02:42 PM EDT, 09/24/2025 (MT Newswires) -- West Texas Intermediate (WTI) crude oil rose for a second day on Wednesday, buoyed by a drop in U.S. inventories last week and supply shortfalls.
(WTI) crude oil for November delivery closed up US$1.58 to settle at US$64.99 per barrel, the highest since Sept.2, while November Brent oil was last seen up $1.58 to US$69.21.
The rise comes as a report showed U.S. oil inventories fell last week, with the Energy Information Administration reported U.S. commercial crude oil inventories fell by 0.6-million barrels last week, while the consensus estimate among analysts polled by Reuters expected a rise of 235,000 barrels. The drop shows demand remains solid even as OPEC+ completed the return of 2.2-million barrels per day of production to market on Sept.1.
Still, Ukraine attacks on Russian refineries and oil infrastructure are cutting into supply from the No.2 exporter, while a dispute between Iraq and its Kurdistan region is keeping production from there limited, even as Chinese buying continues to support pricing.
"Year-to-date, global oil inventories have risen near 187mmbbls with Chinese crude stocks accounting for 105mmbbls as the nation looks to enhance energy security, blunting the impact to OECD inventories," Tudor, Pickering, Holt analyst Matt Portillo noted.
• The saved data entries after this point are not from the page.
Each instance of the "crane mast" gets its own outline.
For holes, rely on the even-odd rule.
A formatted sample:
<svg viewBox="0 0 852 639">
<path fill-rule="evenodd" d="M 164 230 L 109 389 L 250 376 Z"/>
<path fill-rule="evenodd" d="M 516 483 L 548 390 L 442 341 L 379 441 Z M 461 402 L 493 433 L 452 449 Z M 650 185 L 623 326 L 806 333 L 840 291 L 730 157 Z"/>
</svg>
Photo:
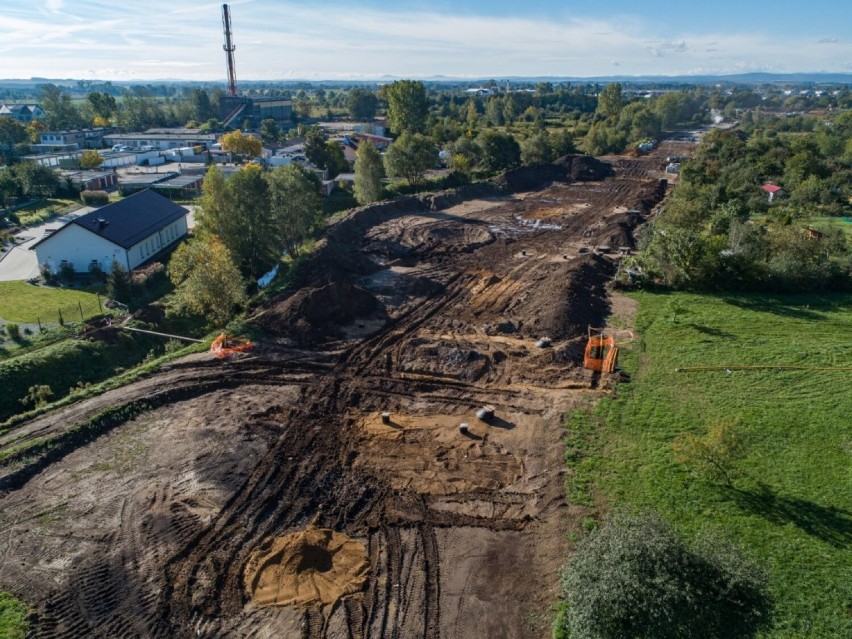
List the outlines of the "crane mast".
<svg viewBox="0 0 852 639">
<path fill-rule="evenodd" d="M 234 50 L 237 48 L 231 41 L 231 10 L 228 5 L 222 5 L 222 27 L 225 29 L 225 57 L 228 60 L 228 95 L 237 95 L 237 72 L 234 66 Z"/>
</svg>

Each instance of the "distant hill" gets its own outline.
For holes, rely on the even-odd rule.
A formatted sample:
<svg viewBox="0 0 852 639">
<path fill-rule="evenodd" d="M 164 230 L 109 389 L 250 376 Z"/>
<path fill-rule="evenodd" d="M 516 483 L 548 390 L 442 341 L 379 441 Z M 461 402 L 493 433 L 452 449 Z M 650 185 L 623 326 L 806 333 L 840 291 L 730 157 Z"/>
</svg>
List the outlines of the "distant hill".
<svg viewBox="0 0 852 639">
<path fill-rule="evenodd" d="M 252 87 L 257 85 L 277 84 L 282 86 L 333 84 L 338 86 L 356 84 L 384 84 L 403 79 L 404 76 L 383 75 L 378 78 L 362 78 L 352 80 L 241 80 L 240 86 Z M 708 85 L 708 84 L 850 84 L 852 85 L 852 73 L 740 73 L 736 75 L 604 75 L 604 76 L 489 76 L 481 78 L 459 78 L 446 75 L 435 76 L 408 76 L 410 79 L 422 80 L 442 84 L 465 84 L 473 85 L 482 82 L 496 80 L 498 82 L 530 83 L 530 82 L 621 82 L 623 84 L 685 84 L 685 85 Z M 3 89 L 33 89 L 40 84 L 55 84 L 64 87 L 78 87 L 80 81 L 74 78 L 5 78 L 0 79 L 0 88 Z M 87 80 L 87 83 L 100 84 L 101 80 Z M 115 87 L 134 86 L 144 84 L 180 84 L 193 86 L 225 86 L 225 79 L 221 80 L 189 80 L 189 79 L 150 79 L 150 80 L 111 80 Z"/>
</svg>

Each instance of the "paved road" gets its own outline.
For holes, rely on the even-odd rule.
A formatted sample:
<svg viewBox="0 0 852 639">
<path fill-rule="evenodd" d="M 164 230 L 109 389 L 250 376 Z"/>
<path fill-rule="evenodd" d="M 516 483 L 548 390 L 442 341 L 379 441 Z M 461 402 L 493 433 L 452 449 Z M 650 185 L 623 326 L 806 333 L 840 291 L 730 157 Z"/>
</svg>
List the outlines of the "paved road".
<svg viewBox="0 0 852 639">
<path fill-rule="evenodd" d="M 90 206 L 84 206 L 73 213 L 57 217 L 39 226 L 26 228 L 18 233 L 15 236 L 17 244 L 12 248 L 7 248 L 5 253 L 0 253 L 0 282 L 28 280 L 31 277 L 38 277 L 36 254 L 29 248 L 42 239 L 48 230 L 55 231 L 75 217 L 80 217 L 93 210 Z"/>
</svg>

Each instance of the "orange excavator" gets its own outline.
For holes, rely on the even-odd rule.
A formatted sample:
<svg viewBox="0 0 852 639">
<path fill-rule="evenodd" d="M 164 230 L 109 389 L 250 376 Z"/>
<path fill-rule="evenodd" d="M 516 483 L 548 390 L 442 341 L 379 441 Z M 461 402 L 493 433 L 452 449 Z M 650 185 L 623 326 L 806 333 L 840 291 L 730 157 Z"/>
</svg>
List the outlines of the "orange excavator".
<svg viewBox="0 0 852 639">
<path fill-rule="evenodd" d="M 228 337 L 225 333 L 222 333 L 210 344 L 210 352 L 219 359 L 225 359 L 232 353 L 244 353 L 250 351 L 253 347 L 254 344 L 246 339 Z"/>
<path fill-rule="evenodd" d="M 601 373 L 612 373 L 618 364 L 618 346 L 615 337 L 603 328 L 589 326 L 589 341 L 583 355 L 583 367 Z"/>
</svg>

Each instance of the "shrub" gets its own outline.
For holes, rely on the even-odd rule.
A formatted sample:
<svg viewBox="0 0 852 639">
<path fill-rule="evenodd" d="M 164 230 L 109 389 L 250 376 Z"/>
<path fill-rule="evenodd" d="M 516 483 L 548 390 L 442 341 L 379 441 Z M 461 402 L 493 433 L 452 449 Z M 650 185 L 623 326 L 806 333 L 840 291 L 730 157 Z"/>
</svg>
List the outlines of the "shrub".
<svg viewBox="0 0 852 639">
<path fill-rule="evenodd" d="M 123 304 L 127 304 L 132 296 L 130 275 L 118 262 L 113 262 L 107 276 L 107 295 Z"/>
<path fill-rule="evenodd" d="M 736 639 L 766 626 L 762 571 L 707 537 L 690 548 L 653 514 L 614 516 L 564 568 L 555 636 Z"/>
<path fill-rule="evenodd" d="M 21 398 L 21 404 L 39 408 L 47 404 L 47 400 L 53 396 L 53 389 L 47 384 L 36 384 L 30 386 L 26 397 Z"/>
<path fill-rule="evenodd" d="M 106 274 L 104 273 L 104 270 L 101 268 L 100 262 L 92 262 L 91 264 L 89 264 L 89 276 L 97 282 L 103 282 L 104 281 Z"/>
<path fill-rule="evenodd" d="M 82 191 L 80 199 L 89 206 L 102 206 L 109 204 L 109 193 L 106 191 Z"/>
<path fill-rule="evenodd" d="M 6 324 L 6 332 L 9 333 L 9 338 L 15 340 L 16 342 L 21 339 L 21 329 L 14 322 L 9 322 Z"/>
<path fill-rule="evenodd" d="M 62 280 L 63 282 L 71 283 L 74 281 L 74 277 L 77 275 L 77 272 L 74 270 L 74 265 L 69 264 L 68 262 L 63 262 L 59 266 L 59 270 L 56 273 L 56 276 Z"/>
</svg>

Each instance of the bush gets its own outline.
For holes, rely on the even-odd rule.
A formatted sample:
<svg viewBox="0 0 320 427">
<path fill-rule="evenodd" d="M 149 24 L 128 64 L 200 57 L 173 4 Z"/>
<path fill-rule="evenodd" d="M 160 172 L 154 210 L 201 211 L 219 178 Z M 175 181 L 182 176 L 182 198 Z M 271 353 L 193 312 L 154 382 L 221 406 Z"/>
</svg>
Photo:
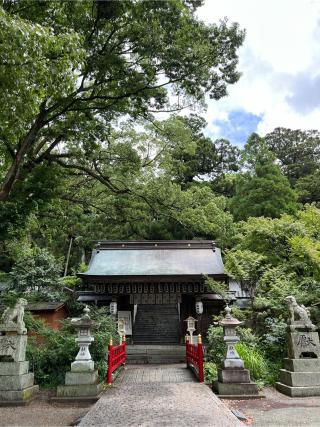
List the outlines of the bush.
<svg viewBox="0 0 320 427">
<path fill-rule="evenodd" d="M 265 333 L 259 339 L 259 348 L 273 363 L 281 364 L 287 355 L 287 324 L 272 318 L 264 319 Z"/>
<path fill-rule="evenodd" d="M 208 346 L 206 360 L 220 365 L 226 354 L 226 344 L 223 341 L 223 329 L 221 326 L 211 325 L 208 329 Z"/>
<path fill-rule="evenodd" d="M 239 356 L 246 369 L 250 370 L 251 378 L 260 387 L 273 385 L 277 380 L 280 366 L 268 361 L 259 349 L 254 349 L 245 343 L 236 344 Z"/>
<path fill-rule="evenodd" d="M 252 378 L 262 380 L 268 375 L 268 363 L 258 350 L 239 342 L 236 344 L 237 352 L 244 362 L 246 369 L 250 370 Z"/>
<path fill-rule="evenodd" d="M 31 313 L 25 314 L 29 337 L 27 360 L 35 374 L 35 382 L 44 388 L 53 388 L 64 383 L 65 373 L 77 354 L 75 333 L 68 326 L 52 329 Z"/>
<path fill-rule="evenodd" d="M 212 384 L 218 378 L 217 365 L 213 362 L 205 362 L 203 367 L 205 383 Z"/>
<path fill-rule="evenodd" d="M 99 325 L 92 331 L 95 341 L 90 346 L 90 353 L 98 370 L 99 380 L 103 381 L 107 373 L 108 343 L 112 335 L 117 339 L 114 319 L 106 307 L 91 309 L 91 318 Z M 53 388 L 64 384 L 65 373 L 70 370 L 79 350 L 75 342 L 76 331 L 70 322 L 64 322 L 60 330 L 54 330 L 30 313 L 26 313 L 25 322 L 29 332 L 36 334 L 29 337 L 27 358 L 35 373 L 35 381 L 41 387 Z"/>
<path fill-rule="evenodd" d="M 279 326 L 280 330 L 281 326 Z M 279 369 L 282 363 L 282 352 L 280 358 L 267 358 L 267 350 L 271 350 L 271 331 L 267 331 L 262 338 L 252 333 L 250 328 L 237 328 L 241 342 L 236 344 L 239 356 L 244 362 L 245 368 L 250 370 L 251 377 L 260 387 L 272 385 L 278 378 Z M 282 335 L 281 335 L 282 336 Z M 282 339 L 279 336 L 279 340 Z M 274 338 L 276 339 L 276 337 Z M 280 341 L 279 341 L 280 342 Z M 276 342 L 274 352 L 279 346 Z M 215 367 L 220 366 L 226 354 L 226 344 L 223 341 L 222 327 L 210 326 L 208 331 L 208 347 L 206 352 L 206 363 L 213 363 Z M 209 365 L 210 366 L 210 365 Z M 208 376 L 213 371 L 213 367 L 208 368 Z"/>
</svg>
An influx of money into the market is also supporting prices as investors continue to chase risk outside of equity markets that are trading at record highs.
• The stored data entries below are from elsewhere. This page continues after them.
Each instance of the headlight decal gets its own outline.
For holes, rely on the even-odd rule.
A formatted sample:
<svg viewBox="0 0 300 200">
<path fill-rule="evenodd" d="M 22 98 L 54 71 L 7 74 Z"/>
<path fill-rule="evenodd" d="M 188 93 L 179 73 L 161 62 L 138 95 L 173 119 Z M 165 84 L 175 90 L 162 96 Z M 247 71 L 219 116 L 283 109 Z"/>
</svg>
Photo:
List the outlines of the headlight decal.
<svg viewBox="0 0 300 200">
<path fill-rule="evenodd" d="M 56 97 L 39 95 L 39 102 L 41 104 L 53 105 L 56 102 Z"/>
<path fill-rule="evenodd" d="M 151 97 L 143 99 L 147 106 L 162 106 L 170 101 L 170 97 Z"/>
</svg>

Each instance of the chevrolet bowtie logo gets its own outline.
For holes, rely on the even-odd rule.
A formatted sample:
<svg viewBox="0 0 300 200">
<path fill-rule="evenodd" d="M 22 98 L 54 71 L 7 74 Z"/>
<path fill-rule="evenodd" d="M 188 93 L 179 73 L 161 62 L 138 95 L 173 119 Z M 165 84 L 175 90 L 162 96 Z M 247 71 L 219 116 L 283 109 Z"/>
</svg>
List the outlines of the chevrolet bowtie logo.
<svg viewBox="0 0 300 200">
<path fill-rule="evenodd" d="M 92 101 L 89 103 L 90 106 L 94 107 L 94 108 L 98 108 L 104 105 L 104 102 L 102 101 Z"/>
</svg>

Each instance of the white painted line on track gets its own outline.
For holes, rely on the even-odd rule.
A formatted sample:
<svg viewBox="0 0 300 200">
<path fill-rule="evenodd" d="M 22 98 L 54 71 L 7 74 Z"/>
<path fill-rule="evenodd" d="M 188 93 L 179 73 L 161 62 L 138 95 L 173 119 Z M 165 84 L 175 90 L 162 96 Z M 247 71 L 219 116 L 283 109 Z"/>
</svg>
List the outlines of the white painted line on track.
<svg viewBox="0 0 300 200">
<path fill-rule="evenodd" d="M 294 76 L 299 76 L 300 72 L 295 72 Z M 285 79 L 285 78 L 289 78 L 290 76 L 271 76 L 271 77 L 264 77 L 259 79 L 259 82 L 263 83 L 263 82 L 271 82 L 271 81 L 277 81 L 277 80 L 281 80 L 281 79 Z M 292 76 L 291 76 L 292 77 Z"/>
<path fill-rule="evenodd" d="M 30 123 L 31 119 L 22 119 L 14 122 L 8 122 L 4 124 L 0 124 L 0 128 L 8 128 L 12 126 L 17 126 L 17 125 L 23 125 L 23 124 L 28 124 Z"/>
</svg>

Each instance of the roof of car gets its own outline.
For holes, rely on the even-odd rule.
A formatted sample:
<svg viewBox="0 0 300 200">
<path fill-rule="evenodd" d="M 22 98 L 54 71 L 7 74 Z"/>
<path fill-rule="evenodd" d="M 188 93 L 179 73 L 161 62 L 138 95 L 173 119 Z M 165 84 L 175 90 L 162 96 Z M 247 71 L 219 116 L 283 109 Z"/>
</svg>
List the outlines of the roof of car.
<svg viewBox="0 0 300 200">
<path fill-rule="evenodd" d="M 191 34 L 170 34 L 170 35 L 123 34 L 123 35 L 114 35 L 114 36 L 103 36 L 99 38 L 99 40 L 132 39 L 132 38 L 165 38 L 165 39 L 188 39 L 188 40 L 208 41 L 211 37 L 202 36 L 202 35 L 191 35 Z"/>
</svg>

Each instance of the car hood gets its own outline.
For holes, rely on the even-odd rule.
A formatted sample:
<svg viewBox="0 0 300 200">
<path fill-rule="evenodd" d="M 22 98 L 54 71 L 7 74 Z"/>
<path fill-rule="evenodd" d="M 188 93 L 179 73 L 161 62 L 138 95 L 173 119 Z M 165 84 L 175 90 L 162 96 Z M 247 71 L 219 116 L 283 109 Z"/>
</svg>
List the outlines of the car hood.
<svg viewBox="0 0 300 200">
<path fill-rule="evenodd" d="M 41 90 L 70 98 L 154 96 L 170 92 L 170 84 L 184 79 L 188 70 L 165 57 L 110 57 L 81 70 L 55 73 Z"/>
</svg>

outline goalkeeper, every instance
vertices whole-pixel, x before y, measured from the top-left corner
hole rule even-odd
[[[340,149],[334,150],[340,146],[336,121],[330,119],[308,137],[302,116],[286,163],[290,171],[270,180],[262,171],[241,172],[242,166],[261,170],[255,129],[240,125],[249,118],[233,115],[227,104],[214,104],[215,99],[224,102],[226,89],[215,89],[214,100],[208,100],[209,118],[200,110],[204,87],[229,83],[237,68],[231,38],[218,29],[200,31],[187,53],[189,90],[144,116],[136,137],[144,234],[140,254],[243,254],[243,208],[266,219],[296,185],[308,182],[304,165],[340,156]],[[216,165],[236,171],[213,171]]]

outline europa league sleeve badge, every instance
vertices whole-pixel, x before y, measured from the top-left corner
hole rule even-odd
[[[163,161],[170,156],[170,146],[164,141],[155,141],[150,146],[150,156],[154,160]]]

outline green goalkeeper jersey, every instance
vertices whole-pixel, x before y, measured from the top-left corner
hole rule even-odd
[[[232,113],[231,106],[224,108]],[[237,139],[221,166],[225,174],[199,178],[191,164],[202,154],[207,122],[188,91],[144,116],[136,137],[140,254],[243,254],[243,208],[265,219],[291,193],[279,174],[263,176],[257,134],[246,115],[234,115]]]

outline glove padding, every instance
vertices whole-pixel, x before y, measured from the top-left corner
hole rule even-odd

"It is noteworthy that inflows of capital into the oil market have been rising. The latest data, covering the week ending September 16, show that just over $30 billion has been committed by financial investors to the five major oil futures and options contracts, calculated by multiplying each contract's NSL by its end-of-period price. This marks an $8 billion increase in four weeks and nearly triple the year's low of $11 billion at the end of April," PVM Oil Associates noted.